Pittsburgh tax hike's message: Buyers, look elsewhere
Basic economics dictates that when you tax something, you get less of it — which should make Pittsburgh's proposed hike in its deed-transfer tax a non-starter.
City Councilmen Ricky Burgess and R. Daniel Lavelle proposed this 25 percent hike, from 4 to 5 percent of a property's sale price. They expect it to generate $10 million annually that would repay $100 million that the Urban Redevelopment Authority would borrow to support “affordable housing” efforts.
Mr. Lavelle, a former real estate agent who should know better, thinks making homeownership less affordable for all somehow will enhance impoverished neighborhoods.

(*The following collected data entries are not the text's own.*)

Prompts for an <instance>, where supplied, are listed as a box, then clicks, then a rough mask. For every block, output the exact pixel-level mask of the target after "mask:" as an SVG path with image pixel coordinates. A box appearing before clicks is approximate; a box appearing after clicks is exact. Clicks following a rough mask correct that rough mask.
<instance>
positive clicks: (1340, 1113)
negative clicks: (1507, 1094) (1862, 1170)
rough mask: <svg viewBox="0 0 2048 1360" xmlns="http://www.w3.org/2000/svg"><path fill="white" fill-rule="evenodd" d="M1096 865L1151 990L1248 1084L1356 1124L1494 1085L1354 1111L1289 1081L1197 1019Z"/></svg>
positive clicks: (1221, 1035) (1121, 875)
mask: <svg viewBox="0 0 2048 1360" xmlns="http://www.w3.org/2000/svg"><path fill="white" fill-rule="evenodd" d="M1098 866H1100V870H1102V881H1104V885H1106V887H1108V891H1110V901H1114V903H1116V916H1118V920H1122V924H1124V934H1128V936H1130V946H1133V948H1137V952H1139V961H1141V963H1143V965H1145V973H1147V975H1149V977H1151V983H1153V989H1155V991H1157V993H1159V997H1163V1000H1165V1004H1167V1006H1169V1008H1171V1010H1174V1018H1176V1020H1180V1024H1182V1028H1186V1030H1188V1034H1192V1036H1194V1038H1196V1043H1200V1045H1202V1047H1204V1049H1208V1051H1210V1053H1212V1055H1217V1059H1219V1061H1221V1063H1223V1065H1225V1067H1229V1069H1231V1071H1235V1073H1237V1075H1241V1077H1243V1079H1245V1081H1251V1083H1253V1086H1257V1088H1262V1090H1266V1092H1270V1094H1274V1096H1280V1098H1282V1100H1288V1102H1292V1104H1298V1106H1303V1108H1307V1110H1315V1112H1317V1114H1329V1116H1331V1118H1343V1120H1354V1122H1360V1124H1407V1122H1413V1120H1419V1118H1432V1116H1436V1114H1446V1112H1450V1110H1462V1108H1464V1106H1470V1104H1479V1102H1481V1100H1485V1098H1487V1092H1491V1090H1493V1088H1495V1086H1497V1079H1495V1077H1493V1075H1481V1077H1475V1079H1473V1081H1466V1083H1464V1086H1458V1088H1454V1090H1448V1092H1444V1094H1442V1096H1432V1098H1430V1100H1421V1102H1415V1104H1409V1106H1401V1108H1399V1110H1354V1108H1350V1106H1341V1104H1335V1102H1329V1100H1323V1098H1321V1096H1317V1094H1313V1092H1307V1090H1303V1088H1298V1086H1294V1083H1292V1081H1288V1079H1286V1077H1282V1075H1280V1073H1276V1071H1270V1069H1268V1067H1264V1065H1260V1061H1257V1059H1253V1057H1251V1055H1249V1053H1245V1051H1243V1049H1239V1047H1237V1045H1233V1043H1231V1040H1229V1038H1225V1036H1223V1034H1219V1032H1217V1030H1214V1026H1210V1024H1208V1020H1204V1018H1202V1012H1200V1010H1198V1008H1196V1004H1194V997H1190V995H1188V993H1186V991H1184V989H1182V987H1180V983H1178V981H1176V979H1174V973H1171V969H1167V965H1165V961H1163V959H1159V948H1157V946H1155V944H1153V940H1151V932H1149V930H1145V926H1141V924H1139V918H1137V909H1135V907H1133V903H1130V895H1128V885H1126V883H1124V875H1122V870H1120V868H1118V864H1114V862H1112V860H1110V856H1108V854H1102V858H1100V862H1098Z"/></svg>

But a higher deed-transfer tax will only discourage property purchases in the city.
“All this is going to do is drive people who are most interested in trying to stay in the city outside of the city,” says Charlene Haislip, Realtors Association of Metropolitan Pittsburgh president. She adds: “It is going to turn away low- and moderate-income buyers, especially first-time buyers, whose biggest challenge is getting enough money for a down payment.”
What's proposed confirms the impractical folly of taxing one's way to prosperity — or to the fuzzily-defined “affordable housing” so desired by its supporters, including re-election-seeking Mayor Bill Peduto. Besides chasing families out of Pittsburgh, it will further fuel market-distorting, winner-picking government subsidies for favored “affordable housing” developers — at the expense of all buyers of Pittsburgh properties.